Neither man bought anything. Then again, one of them, Heney Deen, owned the building and some of the nearby bars. So what's a small biz owner to do - kick the landlord out for loitering? Besides, Heney was warming up.

"I'm tired of lawyers! I'm tired of courts too!" he blusters, arms waving so vigorously that the thick gold chain on his chest sways. Mary, warming up to this conversation, chimes in.

"You know it! Whatever happened to the old days? We're here, we're legal, and they're still booting us out!"

Mary and her husband, Nasser, will close their Toledo Adult Book Store next month.

As it is, there's already a lonely feel along this downtown block of Monroe Street, a short stretch where nude dance bars once reigned. Gobbled up by the county recently, this area is to be reborn as the new Mud Hens stadium.

Celena's Go Go Dancers. Lips. Brenda's Body Shop.

Commercial realtors' signs brag "SOLD." Beneath the desolate feel is an underlying itch of anticipation. But even though no one's dancing here anymore, Mary says business remains brisk in spite of the store's lone-sentry position.

"We get people who work downtown. Lawyers come in. We even get grandmas and grandpas married 50 years. You cannot be judgmental, sitting back here," said Mary.

She only wishes others were as reluctant to judge as she. "They try to make us sound so bad, those politicians."

Heney figures it this way: "I mean, you know, I don't like some of these things, but this society is sick and it needs an outlet. We're in the 20th century!"

Well, close enough, Heney.

Mary and Nasser have run this bookstore for nine years. But for their inventory, anyone would consider theirs the American dream: A couple snares unexpected opportunity to buy a business, works long hours, makes a go of it.

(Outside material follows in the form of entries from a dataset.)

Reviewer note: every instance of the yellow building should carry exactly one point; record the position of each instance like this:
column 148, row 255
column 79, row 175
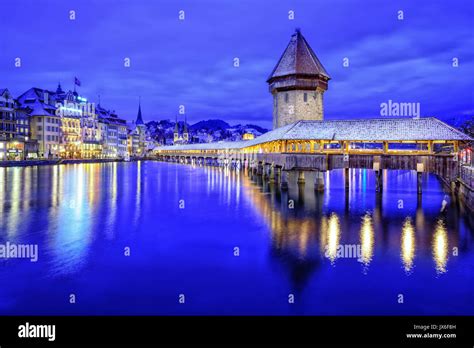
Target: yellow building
column 71, row 137
column 248, row 136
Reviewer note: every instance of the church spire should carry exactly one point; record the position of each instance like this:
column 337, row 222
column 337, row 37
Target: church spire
column 59, row 90
column 139, row 116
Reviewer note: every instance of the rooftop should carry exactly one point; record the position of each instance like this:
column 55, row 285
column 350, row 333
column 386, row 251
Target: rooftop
column 396, row 129
column 298, row 59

"We had so much family support. My brothers helped put in these dropped ceilings, and they built the [viewing] booths," said Mary, describing that whole "family values" thing.

It hasn't always been smooth. Married some 20 years, Mary and Nasser took great pains not to let their two kids know about the business.

But then the book store - and their names - showed up in news stories about downtown property acquisition.

"I sat them both down. And I said, 'Mom and Dad own an adult book store.' My son - I could have killed him! You know what he said? 'You mean, we own a porn store?!' I don't know where he heard that kind of talk, because we certainly never said that around the house."

The Begheris resent the fact that neither city nor county will pick up relocation expenses for the upcoming move to Reynolds Road.

"This is our sole income. Our life savings are in this place," Mary said plaintively. "If we'd been any other kind of store, you think it would be like this?"

"Hey," said Heney, remembering a bit of history, "this place used to be a health food store."

Mary laughed.

"It still is! [health-related], " she reasoned.